The Australian Conservatives party has said they will overturn the country’s ‘yes’ to marriage equality, according to Sky News.
The spokesperson for the Australian Conservatives party Lyle Shelton told Sky News it is an aspiration for the party to restore the marriage law to its original meaning.
‘I would expect over time we’d want to see marriage restored in our legislation and culture.’
Shelton says the party supports the natural family and wants to be advocates for ‘mum, dad and the kids.’
However, he did acknowledge it wouldn’t be possible to do this anytime soon:
‘We’re a part of principles, and one of our five pillars is family. I don’t expect this plebiscite can be overturned soon. But what Australian politics does need is a party that knows what the family is. And one that is willing to advocate for it.
Furthermore, he says, ‘our policy is to support the natural family.’
— Sky News Australia (@SkyNewsAust) February 5, 2018
From leading ‘no’ campaigner to spokesman for the Conservatives
This is Lyle Shelton’s first full day on the job. He’s joining the Australian Conservatives party as their federal communications director.
It comes the day after he leaves his position at the Australia Christian Lobby. He says it’s to pursue the ‘partisan side of politics.’
Moreover, he was one of the leading voices against marriage equality.
It was initially thought Shelton would announce plans to stand in the next federal election. But is now acting as the ‘spokesman for the party, outside of the parliamentary ranks,’ the Guardian reports.

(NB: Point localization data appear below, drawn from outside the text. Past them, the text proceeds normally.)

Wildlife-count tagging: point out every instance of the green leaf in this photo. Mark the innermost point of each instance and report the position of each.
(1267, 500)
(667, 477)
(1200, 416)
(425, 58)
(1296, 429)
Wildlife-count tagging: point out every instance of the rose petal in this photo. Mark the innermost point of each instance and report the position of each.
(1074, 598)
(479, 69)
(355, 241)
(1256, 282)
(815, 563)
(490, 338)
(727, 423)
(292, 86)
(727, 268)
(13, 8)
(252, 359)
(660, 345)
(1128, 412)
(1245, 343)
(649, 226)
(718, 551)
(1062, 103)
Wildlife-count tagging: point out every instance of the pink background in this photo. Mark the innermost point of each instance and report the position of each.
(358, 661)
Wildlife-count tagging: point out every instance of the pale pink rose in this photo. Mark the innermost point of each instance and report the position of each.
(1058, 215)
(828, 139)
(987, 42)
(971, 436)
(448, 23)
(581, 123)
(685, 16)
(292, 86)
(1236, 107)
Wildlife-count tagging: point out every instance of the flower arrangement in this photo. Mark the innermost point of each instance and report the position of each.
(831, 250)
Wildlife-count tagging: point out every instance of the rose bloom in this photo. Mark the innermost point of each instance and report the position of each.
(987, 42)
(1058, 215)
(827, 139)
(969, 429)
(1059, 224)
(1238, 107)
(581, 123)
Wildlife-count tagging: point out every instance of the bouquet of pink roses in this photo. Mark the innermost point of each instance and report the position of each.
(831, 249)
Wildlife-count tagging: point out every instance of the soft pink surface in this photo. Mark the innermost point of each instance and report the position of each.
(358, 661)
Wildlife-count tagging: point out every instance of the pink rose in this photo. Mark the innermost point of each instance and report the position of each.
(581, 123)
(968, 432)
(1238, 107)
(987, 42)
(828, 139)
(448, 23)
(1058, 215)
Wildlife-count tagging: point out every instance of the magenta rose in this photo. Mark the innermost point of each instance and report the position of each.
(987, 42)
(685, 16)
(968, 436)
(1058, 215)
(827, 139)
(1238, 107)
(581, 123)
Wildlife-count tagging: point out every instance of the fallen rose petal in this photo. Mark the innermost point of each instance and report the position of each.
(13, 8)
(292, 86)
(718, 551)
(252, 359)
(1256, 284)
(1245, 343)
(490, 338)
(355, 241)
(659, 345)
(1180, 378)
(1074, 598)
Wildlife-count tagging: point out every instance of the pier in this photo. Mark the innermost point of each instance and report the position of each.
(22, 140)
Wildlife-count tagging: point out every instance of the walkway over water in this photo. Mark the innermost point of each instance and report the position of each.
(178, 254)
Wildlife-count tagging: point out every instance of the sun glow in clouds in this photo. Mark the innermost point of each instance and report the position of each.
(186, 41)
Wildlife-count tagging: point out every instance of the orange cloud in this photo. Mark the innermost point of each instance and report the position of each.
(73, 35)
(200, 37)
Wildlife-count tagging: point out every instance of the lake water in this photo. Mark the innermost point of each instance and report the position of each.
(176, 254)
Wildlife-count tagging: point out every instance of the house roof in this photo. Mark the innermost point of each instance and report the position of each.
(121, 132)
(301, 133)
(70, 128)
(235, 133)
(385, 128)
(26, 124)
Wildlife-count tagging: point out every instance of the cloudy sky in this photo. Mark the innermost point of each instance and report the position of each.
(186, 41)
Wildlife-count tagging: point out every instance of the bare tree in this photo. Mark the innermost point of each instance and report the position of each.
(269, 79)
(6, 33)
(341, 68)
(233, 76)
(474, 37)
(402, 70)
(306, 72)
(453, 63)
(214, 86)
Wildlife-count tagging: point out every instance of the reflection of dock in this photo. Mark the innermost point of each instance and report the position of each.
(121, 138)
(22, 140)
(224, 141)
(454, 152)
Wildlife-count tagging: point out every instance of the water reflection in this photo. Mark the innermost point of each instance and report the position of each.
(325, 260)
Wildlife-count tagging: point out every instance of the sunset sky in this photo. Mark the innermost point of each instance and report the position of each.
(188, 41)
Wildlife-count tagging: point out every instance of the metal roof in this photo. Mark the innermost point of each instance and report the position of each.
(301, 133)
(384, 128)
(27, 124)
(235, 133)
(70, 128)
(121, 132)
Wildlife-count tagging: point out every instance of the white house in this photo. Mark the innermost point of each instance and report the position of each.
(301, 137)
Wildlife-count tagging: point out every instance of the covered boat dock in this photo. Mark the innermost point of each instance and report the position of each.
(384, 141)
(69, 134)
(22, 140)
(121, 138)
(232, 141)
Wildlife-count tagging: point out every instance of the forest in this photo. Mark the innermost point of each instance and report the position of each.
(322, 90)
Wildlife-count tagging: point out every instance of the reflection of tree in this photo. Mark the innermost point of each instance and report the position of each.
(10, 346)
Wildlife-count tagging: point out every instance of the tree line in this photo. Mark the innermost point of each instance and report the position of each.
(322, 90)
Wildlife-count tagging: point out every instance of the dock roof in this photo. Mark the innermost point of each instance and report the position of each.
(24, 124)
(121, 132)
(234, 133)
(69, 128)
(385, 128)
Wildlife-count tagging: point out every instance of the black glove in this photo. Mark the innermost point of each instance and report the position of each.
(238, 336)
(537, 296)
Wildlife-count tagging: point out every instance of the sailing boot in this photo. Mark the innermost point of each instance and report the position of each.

Shelton told a crowd of Australian Conservatives supporters the campaign for marriage equality showed a ‘lack of common sense and principles’ in the capital city of Australia, Canberra.
‘Watching a Coalition government tear itself apart over whether or not marriage should be between something as basic as a man and a woman helped me to realize that Australia’s conservative political party had lost its way.
Also adding: ‘The Coalition government’s inability or unwillingness to even provide basic protections for freedom of speech and freedom of religion quite frankly left me stunned.’